Utility output plunged 3.6 percent, after a 1.3 percent gain the prior month. The figures may reflect some easing after the surge in July, which was the hottest month in the lower 48 states in records going back to 1895, according to the National Oceanic and Atmospheric Administration.
Mining output, which includes oil drilling, decreased 1.8 percent.
The production of motor vehicles and parts fell 4 percent, the most in more than a year, after increasing 2.7 percent the month earlier, today’s report showed. Excluding autos and parts, manufacturing dropped 0.4 percent after a 0.2 percent gain in July.
The latest results on car purchases have been more encouraging. Autos, a source of manufacturing strength, sold at a 14.46 million annual rate last month, the fastest since the surge in August 2009 tied to the government’s “cash-for-clunkers” program. They were up from a 14.05 million pace in July, according to data from Ward’s Automotive Group.
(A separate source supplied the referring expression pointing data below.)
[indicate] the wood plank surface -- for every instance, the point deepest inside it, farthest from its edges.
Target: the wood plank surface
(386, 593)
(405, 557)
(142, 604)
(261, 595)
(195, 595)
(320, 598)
The Fed yesterday announced its third round of large-scale asset purchases since 2008. Chairman Ben S. Bernanke for the first time pledged that the Federal Reserve will buy bonds until the economy gets closer to his goals, cementing his place as the Fed’s most innovative chairman and signaling the battle against unemployment eclipses any concerns about inflation for now.
A stagnant labor market may restrain household spending. Employers added 96,000 workers in August after a 141,000 increase in July. Unemployment, which fell to 8.1 percent as more Americans left the labor force, has exceeded 8 percent since February 2009, the longest stretch in monthly records going back to 1948.
“We’re looking for ongoing, sustained improvement in the labor market,” Fed Chairman Ben S. Bernanke said at a press conference yesterday after the central bank said it would buy $40 billion a month in mortgage-backed securities.
Slower-growing foreign markets will crimp export-related activity at U.S. factories. Exports decreased 1 percent in July as American manufacturers shipped fewer automobiles, metals and consumer goods abroad.